Ma il destino aveva strani modi per palesarsi, e spesso quando una cosa andava male, il destino arrivava a ricordarti che dovevi comunque esserne grato, perché sarebbe potuta andare molto peggio.

Perciò, quando arrivai sull’uscio della mia camera trovandolo spalancato, il cuore mi balzò in gola. Mi precipitai dentro con i battiti impazziti e un pizzicore dietro la nuca, la mente in subbuglio.

Leo era lì, fermo davanti al mio scrittoio, mi dava le spalle ma sicuramente mi aveva sentita arrivare.
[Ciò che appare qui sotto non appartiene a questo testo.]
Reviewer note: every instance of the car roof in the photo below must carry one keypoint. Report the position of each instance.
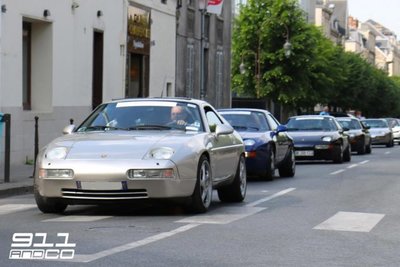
(165, 99)
(312, 116)
(244, 109)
Non sapevo cosa fare, non sapevo come muovermi né cosa dire, quindi rimasi ferma lì, tremante e impaurita, aspettando di sapere cosa avrebbe detto lui.

Leo sollevò un braccio e io potei vedere una pila di lettere stretta tra le sue dita.
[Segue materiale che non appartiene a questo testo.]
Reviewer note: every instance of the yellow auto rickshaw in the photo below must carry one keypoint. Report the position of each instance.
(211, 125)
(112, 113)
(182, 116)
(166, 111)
«Dunque avevo ragione,» mormorò, voltando lentamente il capo nella mia direzione. Io mi sentii mancare, vedendo la furia malcelata nel suo sguardo, avevo le gambe deboli e lo stomaco attanagliato in una gelida morsa. Una signorina normale in quel momento sarebbe svenuta, io stringevo convulsamente la stoffa della mia gonna, ogni muscolo teso, pronto a ricevere il colpo, come una naufraga che cerca di contrastare la furia delle onde in mezzo a una burrasca.

Leo si girò del tutto, il blocco di fogli ancora stretto nella mano sollevata, si avvicinò a passo lento, lo sguardo gelido.

«Non era tua madre a scrivermi quelle lettere, eri tu.»